SINOPSE
– O governo incluiu entre as medidas emergenciais para contornar a crise no setor aéreo a exigência para que as companhias ofereçam mais espaço aos passageiros nas aeronaves. Em depoimento à CPI do Apagão Aéreo do Senado ontem, o ministro Nelson Jobim (Defesa) disse ter determinado que a mudança deve ser regulamentada pelo Conac (Conselho Nacional de Aviação Civil) em 23 de agosto, antes mesmo do início das obras na pista do aeroporto de Cumbica, em Guarulhos. Caberá à Anac (Agência Nacional de Aviação Civil) obrigar as companhias a cumprir as determinações -é a agência que homologa ou não esse tipo de mudança.
– O presidente do Senado, Renan Calheiros (PMDB-AL), assinou anteontem um decreto legislativo aprovando uma nova concessão de rádio para a empresa JR Comunicação, que, segundo a revista “Veja” desta semana, pertence ao próprio senador, por intermédio de laranjas. O decreto legislativo 158 foi assinado por Renan, na condição de presidente da Casa, e publicado ontem no “Diário Oficial” da União.
– A Aeronáutica não permite que o avião oficial da Presidência da República, um Airbus A319, levante vôo com reverso (freio aerodinâmico localizado junto às turbinas) travado. A informação foi dada pelo comandante da Aeronáutica, brigadeiro Juniti Saito, à CPI do Apagão Aéreo da Câmara. Segundo ele, trata-se de “norma de segurança”. No acidente ocorrido dia 17 em Congonhas, o Airbus da TAM estava havia dias em operação com o reverso direito travado. A empresa alegou que o fabricante não desaconselhava o procedimento.
– Um projeto de lei complementar aprovado pelo Senado, e que agora aguarda sanção presidencial, incluiu cerca de 90 novos ramos no Supersimples, o que reduziu a carga tributária de muitas empresas. Isso porque muitas atividades que seriam tributadas pelo anexo 5 – que não inclui a contribuição para o Instituto Nacional do Seguro Social (INSS) – passam a calcular o imposto pelo anexo 3 – que faz a inclusão. A medida corrige distorção criada pela lei do Supersimples, que foi o aumento da carga para algumas atividades, em especial as prestadoras de serviços.
– O governo garante que não haverá apagão na infra-estrutura, mesmo com um crescimento estimado do PIB de 5% ao ano até 2010. Mas não pode assegurar a que preço essa infra-estrutura estará disponível. Em entrevista ao Valor, o ministro da Fazenda, Guido Mantega, foi taxativo: “O problema não é se vai faltar energia, porque não vai. É o preço. Eu repito, não vai faltar. Nem agora, nem em 2009, nem em 2011”. Na pior das hipóteses, considerou, haverá usinas térmicas, cuja energia é bem mais cara. Mantega também rejeita a idéia de colapso nos portos. “O máximo que pode ocorrer é demorar um pouco mais para carregar e descarregar (os navios). Colapso é quando pára. Pode aumentar o custo do frete”.
– O sistema bancário brasileiro criou cidadãos de primeira e segunda classes para liberar empréstimos em consignação, a modalidade de crédito que mais tem crescido no país. Nessas operações, são beneficiados com juros menores funcionários de instituições que recebem melhores salários, como o Senado Federal. Já as taxas cobradas de aposentados do INSS e de policiais militares, por exemplo, chegam a ser quase o dobro das praticadas para empregados do Legislativo.

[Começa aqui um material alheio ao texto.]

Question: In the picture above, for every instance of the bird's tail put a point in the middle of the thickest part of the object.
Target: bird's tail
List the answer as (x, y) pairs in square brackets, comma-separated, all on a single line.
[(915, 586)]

– Depois de uma reunião com o ministro da Fazenda, Guido Mantega, o ministro das Relações Institucionais, Walfrido dos Mares Guia, fez um apelo aos partidos aliados para que a crise gerada pelas denúncias contra o senador Renan Calheiros não atrapalhe a votação da prorrogação da CPMF. Contra a vontade do governo, ontem a votação foi adiada para a próxima semana.
– Os usuários do transporte aéreo preparam uma ofensiva contra as companhias. Para o dia 18, organizam um boicote. A idéia é não voar nessa data. Em outra frente de batalha, querem elevar o valor do seguro obrigatório que as empresas têm de pagar ao passageiro em caso de lesão ou para a família em caso de morte.
– O presidente do Senado, Renan Calheiros (PMDB-AL), parece disposto a se segurar no cargo a qualquer custo, mas ganham força as negociações para sua sucessão. O Planalto já não crê na permanência de Renan e trabalha para que seu substituto seja Gerson Camata (PMDB-ES). O temor no governo é que a crise aberta pelas denúncias contra Renan crie clima favorável a uma candidatura independente. O nome preferido da oposição também é do PMDB: Jarbas Vasconcelos (PE), crítico do Planalto. Prensado entre o STF e o Conselho, Renan Calheiros peleja para não sucumbir, sem se dar conta, ao que tudo indica, de que a cada movimento seu mais se aproxima da própria perdição.
MIRANDA SÁ (E-mail:mirandasa@uol.com.br) Ao redor de pessoas livre pensadoras com independência para analisar, e avaliar acontecimentos do cotidiano e fatos…
MIRANDA SÁ (E-mail: mirandasa@uol.com.br) A minha profunda admiração pela figura de Bertolt Brecht, dramaturgo, filósofo e poeta alemão, o maior…
MIRANDA SÁ (E-mail: mirandasa@uol.com.br) A Tragédia é um acontecimento muito grave e ruinoso, ligado a forças da natureza ou provocado…
MIRANDA SÁ (E-mail; mirandasa@uol.com.br) O analfabetismo reinante na suprema corte de Justiça argumenta sobre o exercício do jornalismo para se…
MIRANDA SÁ (E-mail: mirandasa@uol.com.br) A expressão "conto do vigário" é uma das mais tradicionais da língua portuguesa e significa um…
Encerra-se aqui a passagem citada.